Winners of the SNIS Award 2017
The SNIS Award 2017, prized at CHF 10’000, has been attributed ex aequo to Dr Julien Debonneville (University of Geneva) and Dr Roxana Radu (The Graduate Institute).
The jury members praised Dr Debonneville’s research as “particularly brilliant when it comes to the theoretical interpretation of the ethnographic data that he collected and the theoretical discussion of the various traditions in subaltern studies, gender studies, post-colonial studies and historical socioloy.
As to Dr Radu’s thesis, the jury noted: “The author masters an incredible amount of complexity and is able to come up with a readable text that conveys as sense of the complex matters”.
Global Rules for Emerging Issue Domains: Negotiating the Governance of the Internet
Dr Roxana Radu
PhD thesis defended at the Graduate Institute of International and Development Studies, (December 2016), under the supervision of Professor Thomas J. Biersteker
Dr Radu’s thesis deals with the evolution of internet and its preservation of integrity as a single network, despite its fragmented nature and with authoritative decision-making from different sources. This thesis sets out a novel, comprehensive framework for theorising a nascent policy field and for analyzing its evolution empirically.
Roxana Radu is Programme Manager at the Geneva Internet Platform and Research Associate at the Graduate Institute’s Programme for the Study of International Governance. She currently serves as Chair of Internet Society – Switzerland. She holds a PhD in International Relations from the Graduate Institute and an MA in Political Science from the Central European University. Her research and publications explore global governance and internet policy-making.
Les écoles de la servitude aux Philippines : des carrières migratoires de travailleuses domestiques aux processus d’altérisation. Pour une approche socio-anthropologique des études postcoloniales
Dr Julien Debonneville
PhD thesis defended at the Geneva School of Social Sciences, University of Geneva (March 2016), under the supervision of Professor Delphine Gardey and Professor Elisabeth Prügl
Through an ethnographic study of the migratory mechanisms in the Philippines, Dr Debonneville’s thesis examines the production of alterization processes in the context of the globalized economy of care.
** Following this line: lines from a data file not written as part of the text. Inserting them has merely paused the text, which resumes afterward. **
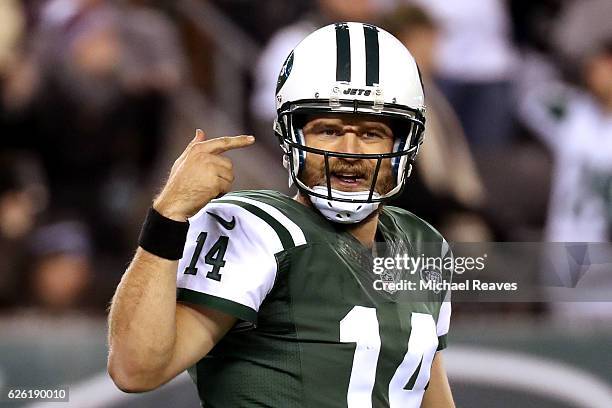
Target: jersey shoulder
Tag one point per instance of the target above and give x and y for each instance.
(411, 225)
(257, 214)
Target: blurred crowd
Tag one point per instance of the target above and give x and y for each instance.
(96, 96)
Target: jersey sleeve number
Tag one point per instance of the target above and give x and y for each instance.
(406, 388)
(214, 256)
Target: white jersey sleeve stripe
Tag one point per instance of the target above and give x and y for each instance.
(296, 232)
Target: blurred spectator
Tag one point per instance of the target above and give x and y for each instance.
(576, 125)
(476, 61)
(276, 51)
(59, 267)
(445, 188)
(99, 80)
(22, 197)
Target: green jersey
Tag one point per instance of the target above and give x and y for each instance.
(314, 330)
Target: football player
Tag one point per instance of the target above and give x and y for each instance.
(268, 300)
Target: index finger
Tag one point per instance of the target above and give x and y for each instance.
(225, 143)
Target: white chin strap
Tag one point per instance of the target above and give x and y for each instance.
(341, 212)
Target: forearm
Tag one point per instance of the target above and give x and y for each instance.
(142, 319)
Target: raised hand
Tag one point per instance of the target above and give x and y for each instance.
(200, 174)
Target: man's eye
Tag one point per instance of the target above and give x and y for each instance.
(373, 135)
(330, 132)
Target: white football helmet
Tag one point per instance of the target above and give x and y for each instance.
(351, 68)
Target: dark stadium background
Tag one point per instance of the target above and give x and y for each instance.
(98, 97)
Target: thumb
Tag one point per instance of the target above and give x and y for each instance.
(200, 136)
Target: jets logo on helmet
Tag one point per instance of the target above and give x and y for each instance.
(371, 73)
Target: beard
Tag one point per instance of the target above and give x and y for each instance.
(313, 173)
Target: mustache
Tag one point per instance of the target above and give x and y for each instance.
(359, 169)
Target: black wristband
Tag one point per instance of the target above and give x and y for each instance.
(162, 236)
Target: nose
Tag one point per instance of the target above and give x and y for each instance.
(349, 143)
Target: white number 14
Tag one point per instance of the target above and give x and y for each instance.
(360, 326)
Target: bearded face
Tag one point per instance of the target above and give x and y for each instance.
(360, 134)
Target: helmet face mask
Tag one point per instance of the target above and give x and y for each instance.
(307, 87)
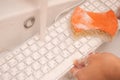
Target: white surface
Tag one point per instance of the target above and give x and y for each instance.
(46, 58)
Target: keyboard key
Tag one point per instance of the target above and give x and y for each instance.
(6, 76)
(36, 56)
(63, 20)
(2, 61)
(34, 48)
(52, 64)
(36, 37)
(45, 68)
(78, 44)
(53, 34)
(50, 55)
(24, 46)
(21, 66)
(55, 41)
(31, 41)
(63, 45)
(20, 57)
(57, 24)
(84, 49)
(29, 70)
(43, 51)
(21, 76)
(67, 33)
(40, 43)
(14, 71)
(43, 60)
(49, 46)
(5, 67)
(13, 62)
(59, 30)
(47, 38)
(9, 56)
(36, 66)
(29, 61)
(27, 52)
(65, 54)
(16, 51)
(93, 42)
(69, 41)
(71, 49)
(56, 50)
(38, 74)
(61, 37)
(59, 59)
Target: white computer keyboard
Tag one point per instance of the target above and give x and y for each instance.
(48, 59)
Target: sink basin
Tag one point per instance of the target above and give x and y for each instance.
(111, 47)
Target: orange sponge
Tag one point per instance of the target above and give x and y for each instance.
(90, 23)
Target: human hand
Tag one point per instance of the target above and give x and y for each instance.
(104, 66)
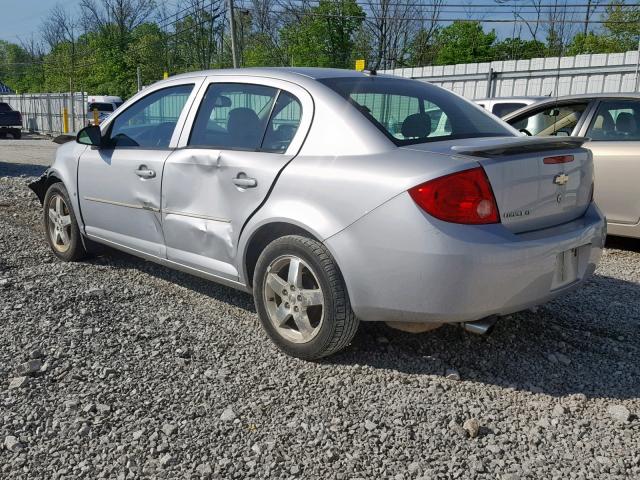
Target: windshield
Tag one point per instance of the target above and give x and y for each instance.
(410, 112)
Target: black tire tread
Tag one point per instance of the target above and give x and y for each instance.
(77, 251)
(345, 322)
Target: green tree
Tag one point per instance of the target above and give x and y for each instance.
(517, 49)
(592, 43)
(260, 51)
(464, 42)
(324, 37)
(20, 70)
(622, 24)
(423, 48)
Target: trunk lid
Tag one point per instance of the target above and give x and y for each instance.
(530, 193)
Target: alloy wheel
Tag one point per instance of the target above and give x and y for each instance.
(294, 299)
(59, 223)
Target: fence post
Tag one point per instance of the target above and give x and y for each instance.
(65, 120)
(491, 75)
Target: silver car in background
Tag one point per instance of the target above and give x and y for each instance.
(333, 196)
(503, 106)
(612, 124)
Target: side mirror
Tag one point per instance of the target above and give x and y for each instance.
(90, 135)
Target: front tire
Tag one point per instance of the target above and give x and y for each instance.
(61, 226)
(301, 298)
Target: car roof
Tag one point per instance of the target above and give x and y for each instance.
(284, 73)
(509, 99)
(569, 98)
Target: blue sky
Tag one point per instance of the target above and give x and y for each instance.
(20, 19)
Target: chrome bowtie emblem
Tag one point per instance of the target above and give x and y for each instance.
(561, 179)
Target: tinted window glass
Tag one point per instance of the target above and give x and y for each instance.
(551, 121)
(101, 107)
(150, 122)
(283, 124)
(406, 110)
(616, 121)
(233, 116)
(502, 109)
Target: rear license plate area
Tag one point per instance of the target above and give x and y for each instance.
(566, 268)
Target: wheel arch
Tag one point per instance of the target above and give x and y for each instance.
(263, 236)
(43, 183)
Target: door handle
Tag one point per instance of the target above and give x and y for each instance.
(144, 172)
(243, 181)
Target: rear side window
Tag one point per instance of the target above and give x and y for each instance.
(503, 109)
(616, 121)
(150, 122)
(283, 125)
(411, 112)
(556, 120)
(238, 116)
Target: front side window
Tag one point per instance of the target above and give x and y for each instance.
(411, 112)
(101, 107)
(556, 120)
(616, 120)
(233, 116)
(150, 122)
(504, 109)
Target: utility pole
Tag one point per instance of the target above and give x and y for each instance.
(232, 24)
(638, 68)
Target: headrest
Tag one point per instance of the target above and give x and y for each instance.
(417, 125)
(626, 123)
(242, 120)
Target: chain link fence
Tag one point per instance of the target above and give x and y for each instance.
(43, 112)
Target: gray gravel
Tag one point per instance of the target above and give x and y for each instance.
(118, 368)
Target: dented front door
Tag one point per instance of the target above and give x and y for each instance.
(120, 183)
(209, 191)
(120, 197)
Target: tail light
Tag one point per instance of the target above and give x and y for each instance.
(462, 197)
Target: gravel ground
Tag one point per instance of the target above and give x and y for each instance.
(118, 368)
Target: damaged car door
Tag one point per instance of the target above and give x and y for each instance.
(120, 182)
(233, 146)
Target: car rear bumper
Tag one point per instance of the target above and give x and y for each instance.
(400, 264)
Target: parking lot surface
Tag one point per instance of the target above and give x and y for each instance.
(34, 150)
(138, 371)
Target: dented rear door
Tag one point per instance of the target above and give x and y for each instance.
(211, 187)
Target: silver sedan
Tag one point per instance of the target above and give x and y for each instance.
(334, 197)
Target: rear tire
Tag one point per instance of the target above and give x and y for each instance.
(301, 298)
(61, 226)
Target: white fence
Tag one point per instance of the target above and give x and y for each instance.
(593, 73)
(42, 112)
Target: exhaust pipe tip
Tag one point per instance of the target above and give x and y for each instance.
(483, 326)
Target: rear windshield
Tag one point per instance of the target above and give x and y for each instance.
(101, 107)
(411, 112)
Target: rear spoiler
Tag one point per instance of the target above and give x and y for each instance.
(513, 145)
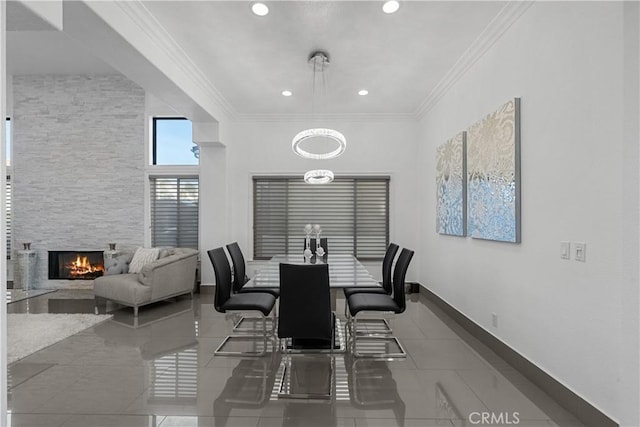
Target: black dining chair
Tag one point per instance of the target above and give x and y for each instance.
(225, 302)
(306, 322)
(240, 278)
(367, 302)
(386, 288)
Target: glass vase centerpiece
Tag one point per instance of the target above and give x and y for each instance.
(319, 249)
(307, 242)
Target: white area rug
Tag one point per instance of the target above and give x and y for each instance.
(28, 333)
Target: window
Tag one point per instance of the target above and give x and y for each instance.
(174, 211)
(173, 142)
(353, 213)
(174, 184)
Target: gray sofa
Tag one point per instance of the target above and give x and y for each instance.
(169, 276)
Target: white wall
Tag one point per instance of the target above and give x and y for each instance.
(565, 60)
(383, 147)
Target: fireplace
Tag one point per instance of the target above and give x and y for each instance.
(75, 265)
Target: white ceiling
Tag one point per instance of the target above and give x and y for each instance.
(399, 58)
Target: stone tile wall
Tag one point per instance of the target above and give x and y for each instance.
(78, 156)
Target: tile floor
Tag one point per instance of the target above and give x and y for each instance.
(162, 372)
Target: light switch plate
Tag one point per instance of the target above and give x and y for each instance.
(581, 251)
(565, 250)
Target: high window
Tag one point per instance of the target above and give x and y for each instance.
(174, 184)
(353, 213)
(173, 142)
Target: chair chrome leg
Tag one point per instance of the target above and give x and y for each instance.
(355, 337)
(264, 336)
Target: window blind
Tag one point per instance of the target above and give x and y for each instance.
(174, 211)
(353, 213)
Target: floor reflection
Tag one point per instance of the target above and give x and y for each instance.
(159, 370)
(248, 387)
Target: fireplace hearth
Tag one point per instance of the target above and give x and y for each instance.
(75, 265)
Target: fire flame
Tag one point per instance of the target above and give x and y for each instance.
(81, 266)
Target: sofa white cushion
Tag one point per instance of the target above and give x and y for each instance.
(117, 265)
(142, 257)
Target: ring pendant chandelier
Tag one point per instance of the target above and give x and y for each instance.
(319, 61)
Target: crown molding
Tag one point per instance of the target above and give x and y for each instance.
(155, 32)
(509, 14)
(335, 117)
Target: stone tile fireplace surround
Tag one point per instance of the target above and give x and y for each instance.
(78, 166)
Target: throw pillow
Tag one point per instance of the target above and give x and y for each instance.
(142, 257)
(118, 265)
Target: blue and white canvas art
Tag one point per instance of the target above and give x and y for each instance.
(451, 195)
(493, 175)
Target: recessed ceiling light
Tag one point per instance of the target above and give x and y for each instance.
(260, 9)
(390, 6)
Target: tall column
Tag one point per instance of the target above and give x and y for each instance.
(214, 221)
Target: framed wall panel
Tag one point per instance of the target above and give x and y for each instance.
(451, 183)
(493, 175)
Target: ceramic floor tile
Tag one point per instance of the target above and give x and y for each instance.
(159, 370)
(186, 421)
(500, 396)
(113, 421)
(20, 372)
(443, 354)
(376, 422)
(304, 421)
(36, 420)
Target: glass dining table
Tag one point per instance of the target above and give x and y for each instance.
(344, 271)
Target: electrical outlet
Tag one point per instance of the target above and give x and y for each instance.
(581, 251)
(565, 250)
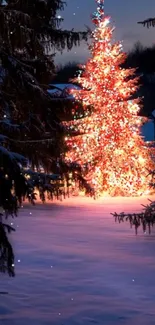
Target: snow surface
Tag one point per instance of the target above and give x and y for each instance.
(76, 266)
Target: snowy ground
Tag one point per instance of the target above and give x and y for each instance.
(78, 267)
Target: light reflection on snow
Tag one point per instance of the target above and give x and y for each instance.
(102, 274)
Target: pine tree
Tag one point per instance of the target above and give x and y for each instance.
(31, 131)
(109, 145)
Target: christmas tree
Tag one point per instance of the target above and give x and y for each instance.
(107, 141)
(31, 130)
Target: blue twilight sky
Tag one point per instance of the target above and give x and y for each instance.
(124, 15)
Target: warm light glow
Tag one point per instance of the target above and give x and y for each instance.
(110, 148)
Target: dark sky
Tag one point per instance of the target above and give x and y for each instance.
(124, 16)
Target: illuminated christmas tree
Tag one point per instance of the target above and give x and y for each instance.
(109, 145)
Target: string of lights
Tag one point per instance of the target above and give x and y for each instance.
(109, 145)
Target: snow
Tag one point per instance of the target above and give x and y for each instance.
(76, 266)
(62, 90)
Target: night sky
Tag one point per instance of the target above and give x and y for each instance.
(124, 16)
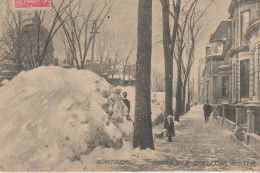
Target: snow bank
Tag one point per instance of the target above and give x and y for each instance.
(53, 116)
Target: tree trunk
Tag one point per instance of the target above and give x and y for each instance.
(168, 45)
(143, 136)
(82, 65)
(178, 107)
(184, 98)
(168, 59)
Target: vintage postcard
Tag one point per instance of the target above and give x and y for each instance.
(129, 85)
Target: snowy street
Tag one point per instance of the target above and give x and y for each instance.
(198, 147)
(86, 130)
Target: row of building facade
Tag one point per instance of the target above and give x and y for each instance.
(230, 79)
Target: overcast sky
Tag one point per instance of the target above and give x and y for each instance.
(122, 25)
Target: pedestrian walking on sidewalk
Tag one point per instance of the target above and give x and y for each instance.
(207, 111)
(127, 103)
(170, 128)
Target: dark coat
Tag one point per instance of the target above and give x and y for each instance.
(170, 129)
(207, 110)
(127, 103)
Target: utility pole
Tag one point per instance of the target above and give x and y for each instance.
(93, 44)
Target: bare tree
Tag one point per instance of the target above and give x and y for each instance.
(187, 38)
(23, 43)
(12, 39)
(116, 57)
(169, 45)
(77, 28)
(143, 137)
(125, 61)
(158, 84)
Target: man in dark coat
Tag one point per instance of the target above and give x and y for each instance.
(207, 111)
(127, 103)
(170, 128)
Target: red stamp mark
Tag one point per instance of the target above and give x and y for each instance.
(32, 3)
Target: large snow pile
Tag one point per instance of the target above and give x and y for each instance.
(52, 116)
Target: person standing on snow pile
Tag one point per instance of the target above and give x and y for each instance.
(170, 128)
(127, 103)
(207, 111)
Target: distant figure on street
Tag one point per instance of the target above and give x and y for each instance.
(207, 111)
(127, 103)
(170, 128)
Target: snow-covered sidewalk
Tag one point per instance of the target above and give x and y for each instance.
(196, 147)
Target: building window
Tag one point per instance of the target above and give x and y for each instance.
(245, 19)
(225, 84)
(244, 79)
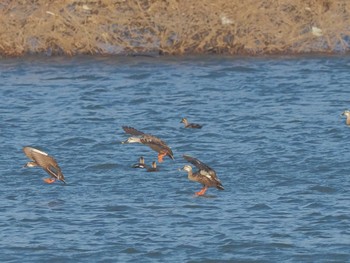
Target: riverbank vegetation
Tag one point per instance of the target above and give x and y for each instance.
(244, 27)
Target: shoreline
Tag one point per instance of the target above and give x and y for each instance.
(174, 27)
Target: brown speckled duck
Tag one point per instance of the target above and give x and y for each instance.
(45, 161)
(190, 125)
(205, 175)
(151, 141)
(347, 114)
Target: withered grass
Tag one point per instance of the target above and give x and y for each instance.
(174, 27)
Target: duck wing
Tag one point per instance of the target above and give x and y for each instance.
(47, 162)
(132, 131)
(31, 152)
(200, 165)
(156, 144)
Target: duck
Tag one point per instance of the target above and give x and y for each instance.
(347, 114)
(151, 141)
(46, 162)
(141, 164)
(205, 175)
(153, 168)
(190, 125)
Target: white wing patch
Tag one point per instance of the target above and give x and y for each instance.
(38, 151)
(206, 174)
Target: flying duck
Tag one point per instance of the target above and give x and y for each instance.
(45, 161)
(205, 175)
(190, 125)
(141, 163)
(153, 142)
(347, 114)
(153, 168)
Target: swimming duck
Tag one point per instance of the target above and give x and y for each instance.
(153, 168)
(190, 125)
(141, 163)
(205, 175)
(347, 114)
(45, 161)
(153, 142)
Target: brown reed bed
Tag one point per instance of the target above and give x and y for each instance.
(173, 27)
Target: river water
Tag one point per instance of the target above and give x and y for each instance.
(272, 130)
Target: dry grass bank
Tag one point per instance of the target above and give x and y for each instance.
(173, 26)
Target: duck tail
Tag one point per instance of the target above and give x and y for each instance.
(220, 186)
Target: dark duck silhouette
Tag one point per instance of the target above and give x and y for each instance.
(45, 161)
(151, 141)
(205, 175)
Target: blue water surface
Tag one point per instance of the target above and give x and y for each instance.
(272, 130)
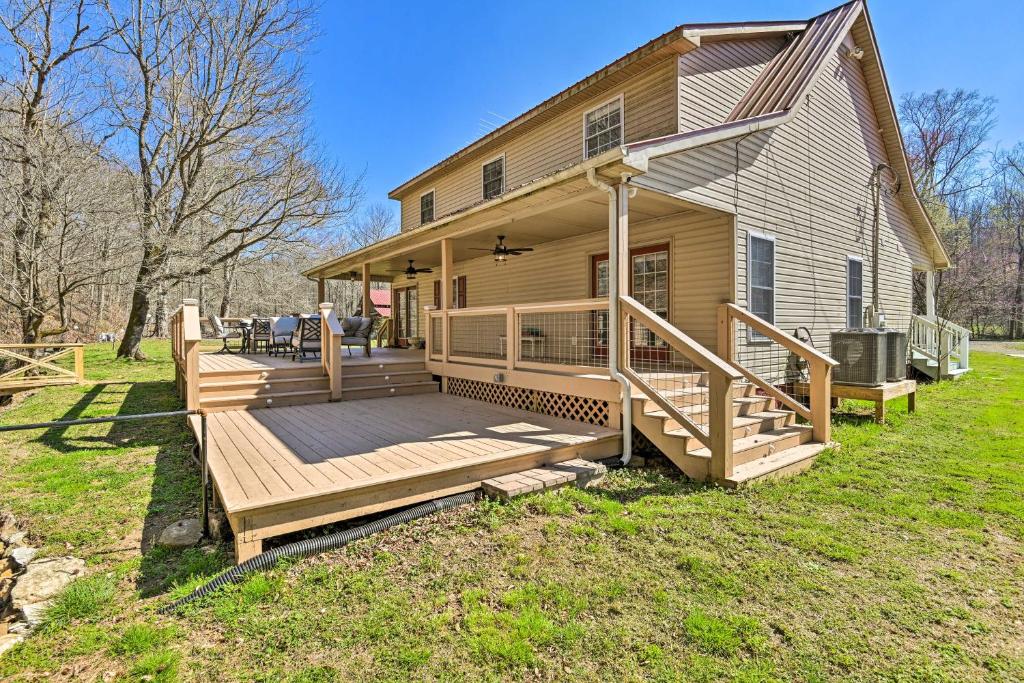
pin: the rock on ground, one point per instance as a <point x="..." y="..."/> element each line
<point x="8" y="641"/>
<point x="24" y="555"/>
<point x="45" y="579"/>
<point x="184" y="534"/>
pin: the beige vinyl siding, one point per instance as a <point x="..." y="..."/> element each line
<point x="714" y="78"/>
<point x="700" y="248"/>
<point x="806" y="183"/>
<point x="649" y="112"/>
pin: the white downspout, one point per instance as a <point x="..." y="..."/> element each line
<point x="613" y="312"/>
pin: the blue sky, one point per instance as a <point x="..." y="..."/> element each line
<point x="397" y="86"/>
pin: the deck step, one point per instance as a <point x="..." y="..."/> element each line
<point x="760" y="445"/>
<point x="387" y="378"/>
<point x="783" y="463"/>
<point x="274" y="399"/>
<point x="349" y="370"/>
<point x="385" y="390"/>
<point x="579" y="472"/>
<point x="262" y="387"/>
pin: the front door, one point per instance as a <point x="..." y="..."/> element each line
<point x="649" y="286"/>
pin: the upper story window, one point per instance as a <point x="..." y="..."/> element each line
<point x="426" y="207"/>
<point x="494" y="177"/>
<point x="603" y="128"/>
<point x="854" y="292"/>
<point x="761" y="279"/>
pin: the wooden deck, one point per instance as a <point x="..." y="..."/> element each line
<point x="283" y="469"/>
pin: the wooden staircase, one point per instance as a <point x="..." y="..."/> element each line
<point x="236" y="390"/>
<point x="766" y="440"/>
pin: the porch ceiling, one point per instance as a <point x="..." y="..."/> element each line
<point x="565" y="211"/>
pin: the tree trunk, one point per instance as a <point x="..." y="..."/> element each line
<point x="131" y="345"/>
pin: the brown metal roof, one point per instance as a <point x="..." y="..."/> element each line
<point x="793" y="71"/>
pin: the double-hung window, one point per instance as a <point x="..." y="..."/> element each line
<point x="494" y="177"/>
<point x="761" y="279"/>
<point x="602" y="128"/>
<point x="854" y="292"/>
<point x="426" y="207"/>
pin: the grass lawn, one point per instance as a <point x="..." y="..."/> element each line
<point x="899" y="556"/>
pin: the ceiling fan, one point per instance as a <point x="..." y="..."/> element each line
<point x="501" y="252"/>
<point x="412" y="270"/>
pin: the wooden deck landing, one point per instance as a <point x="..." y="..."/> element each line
<point x="283" y="469"/>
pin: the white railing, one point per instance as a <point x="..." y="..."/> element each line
<point x="942" y="341"/>
<point x="566" y="337"/>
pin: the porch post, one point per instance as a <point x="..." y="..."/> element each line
<point x="448" y="263"/>
<point x="930" y="295"/>
<point x="366" y="291"/>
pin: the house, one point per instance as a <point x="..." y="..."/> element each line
<point x="665" y="245"/>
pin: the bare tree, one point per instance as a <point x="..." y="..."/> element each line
<point x="40" y="139"/>
<point x="945" y="132"/>
<point x="210" y="113"/>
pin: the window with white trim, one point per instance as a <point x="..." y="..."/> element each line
<point x="761" y="279"/>
<point x="494" y="178"/>
<point x="602" y="128"/>
<point x="854" y="292"/>
<point x="426" y="207"/>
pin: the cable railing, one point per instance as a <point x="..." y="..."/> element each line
<point x="940" y="340"/>
<point x="566" y="337"/>
<point x="783" y="368"/>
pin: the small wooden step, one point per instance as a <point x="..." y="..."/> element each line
<point x="378" y="368"/>
<point x="579" y="472"/>
<point x="223" y="389"/>
<point x="251" y="401"/>
<point x="784" y="463"/>
<point x="385" y="390"/>
<point x="386" y="378"/>
<point x="759" y="445"/>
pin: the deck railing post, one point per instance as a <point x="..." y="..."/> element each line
<point x="820" y="400"/>
<point x="331" y="348"/>
<point x="512" y="336"/>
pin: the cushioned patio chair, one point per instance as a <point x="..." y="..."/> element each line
<point x="355" y="332"/>
<point x="282" y="330"/>
<point x="222" y="333"/>
<point x="306" y="339"/>
<point x="260" y="335"/>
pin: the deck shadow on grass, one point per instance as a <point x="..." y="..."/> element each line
<point x="175" y="492"/>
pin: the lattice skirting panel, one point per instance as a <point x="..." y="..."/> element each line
<point x="580" y="409"/>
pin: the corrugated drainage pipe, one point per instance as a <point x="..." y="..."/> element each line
<point x="318" y="545"/>
<point x="613" y="327"/>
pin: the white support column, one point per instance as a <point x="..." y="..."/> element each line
<point x="930" y="295"/>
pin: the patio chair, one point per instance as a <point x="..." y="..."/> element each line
<point x="222" y="333"/>
<point x="356" y="331"/>
<point x="282" y="330"/>
<point x="260" y="334"/>
<point x="306" y="339"/>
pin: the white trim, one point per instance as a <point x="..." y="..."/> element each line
<point x="859" y="259"/>
<point x="622" y="122"/>
<point x="504" y="173"/>
<point x="433" y="209"/>
<point x="751" y="338"/>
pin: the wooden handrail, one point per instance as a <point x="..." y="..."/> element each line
<point x="802" y="349"/>
<point x="678" y="340"/>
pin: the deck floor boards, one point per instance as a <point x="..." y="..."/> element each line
<point x="267" y="457"/>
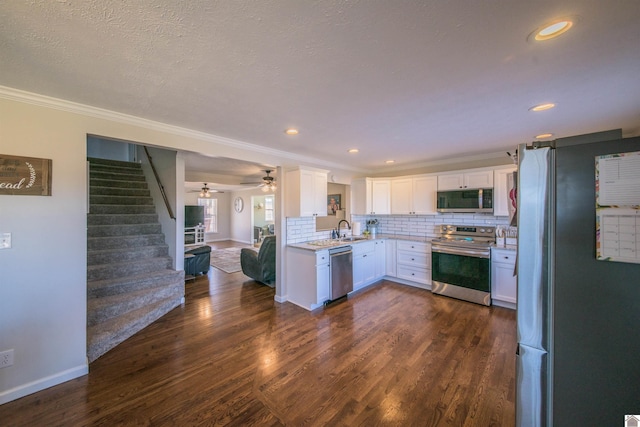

It furthermore questions the social representation associated to the Philippine domestic worker, often called “Filipina”. More broadly, the thesis offers a reflection on the contribution of post-colonial studies in social sciences.
Sociologist by training, Dr. Julien Debonneville is senior researcher and teaching assistant at the Institute for Gender studies at the University of Geneva. Julien Debonneville holds a PhD in gender studies from the University of Geneva, and a Master degrees in social sciences from the University of Lausanne. He also held visiting positions at UC Berkeley (Department of Ethnic studies) and at the University of the Philippines – Diliman (Department of Women and Development Studies). His main research topics are : gender inequalities, migrations and mobility, care economy and reproductive labor, the coloniality of power, the social construction of otherness, and the intersectionality of power relations.